Выбрать главу

Удаляться из этого мира в область атлантидской и утопийской политики, которых никогда нельзя применить на деле, не значит улучшать наше положение; напротив того, надо уметь мудро управляться в этом мире зла, куда, помимо нашей воли, поместил нас Господь. В этом отношении принесет пользу не платоновская цензура книг, которая необходимым образом влечет за собой и разного рода другие цензуры, без всякой пользы выставляющие нас на посмешище и утомляющие нас, а те неписаные или, по крайней мере, непринудительные законы добродетельного поведения, религиозного и гражданского воспитания, которые Платон там же называет узами, скрепляющими государства, опорой и поддержкой всякого писаного закона. Именно этим законам и принадлежит главное место в подобных делах, от цензуры же тут легко уклониться. Безнаказанность и нерадивость без сомнения гибельны для государства, но в том и состоит великое искусство управления, чтобы знать, где должен налагать запрет и наказание закон, а где следует пользоваться лишь убеждением.

Если бы каждое как хорошее, так и дурное действие зрелого человека подлежало наблюдению, приказанию и побуждению, то чем была бы тогда добродетель, как не одним названием, какой ценой обладали бы тогда хорошие поступки, какой благодарности заслуживали бы рассудительность, справедливость и воздержанность?

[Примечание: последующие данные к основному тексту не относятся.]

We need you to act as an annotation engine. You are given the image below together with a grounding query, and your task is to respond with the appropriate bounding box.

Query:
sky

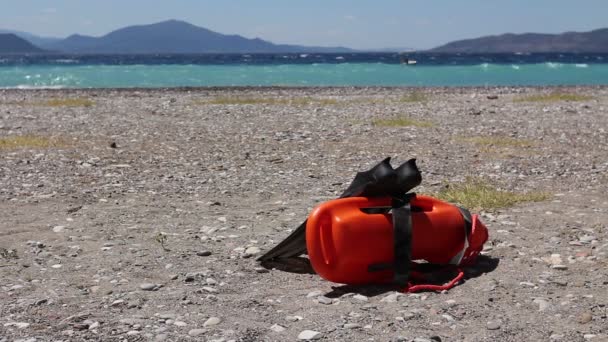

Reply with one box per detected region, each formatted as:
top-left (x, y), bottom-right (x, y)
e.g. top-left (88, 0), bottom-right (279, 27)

top-left (0, 0), bottom-right (608, 49)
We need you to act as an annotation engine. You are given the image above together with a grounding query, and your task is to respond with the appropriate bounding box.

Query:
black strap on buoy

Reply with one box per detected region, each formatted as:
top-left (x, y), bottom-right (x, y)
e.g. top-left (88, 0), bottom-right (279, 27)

top-left (258, 157), bottom-right (422, 262)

Многие сетуют на Божественное Провидение за то, что оно попустило Адама согрешить. Безумные уста! Если Бог дал ему разум, то Он дал ему и свободу выбора, ибо разум есть способность выбора; иначе он был бы просто автоматом, наподобие Адама в кукольных комедиях. Мы сами не уважаем такой покорности, такой любви или щедрости, которые совершаются по принуждению; поэтому Бог и оставил ему свободу, поместив предмет соблазна почти перед глазами; в этом и состояла его заслуга, его право на награду, на похвалу за воздержание. Ради чего Бог создал внутри нас страсти и удовольствия вокруг нас, как не для того, чтобы они, надлежащим образом умеренные, стали составными частями добродетели?

Плохим наблюдателем человеческих дел является тот, кто думает удалить грех, удалив предмет греха; ибо, не говоря уже о том, что грех — огромная масса, растущая во время самого ее уничтожения, если даже допустить, что часть его на время может быть удалена от некоторых людей, то все же не от всех, когда дело идет о такой универсальной вещи, как книги; если же это и будет сделано, то сам грех останется неизменным. Отнимите у скупца все его сокровища и оставьте ему один драгоценный камень, вы все же не избавите его от алчности. Изгоните все предметы наслаждения, заприте юношей при строжайшей дисциплине в какой-нибудь монастырь, вы все же не сделаете чистым того, кто не пришел таким: столь велики должны быть осторожность и мудрость, необходимые для правильного решения этого вопроса. Но предположим, что мы изгоним таким способом грех; тогда мы изгоним в той же мере и добродетель, ибо предмет у них один и тот же: с уничтожением последнего уничтожатся и они оба.

Это доказывает высокий промысел Господа, который хотя и повелевает нам умеренность, справедливость и воздержанность, тем не менее, ставит перед нами, даже в избытке, все возможные предметы для наших желаний и дает нам склонности, могущие выйти из границ всякого удовлетворения. Зачем же нам в таком случае стремиться к строгости, противной порядку, установленному Богом и природой, сокращая и ограничивая те средства, которые при свободном допущении книг послужат не только к испытанию добродетели, но и к постижению истины? Закон, стремящийся наложить ограничение на то, что, не поддаваясь точному учету, тем не менее, может способствовать как добру, так и злу, было бы справедливо признать несостоятельным законом. И если бы мне надо было сделать выбор, то я предпочел бы самое незначительное доброе дело во много раз большему насильственному стеснению зла. Ибо Бог, без сомнения, гораздо более ценит преуспеяние и совершенствование одного добродетельного человека, чем обуздание десяти порочных.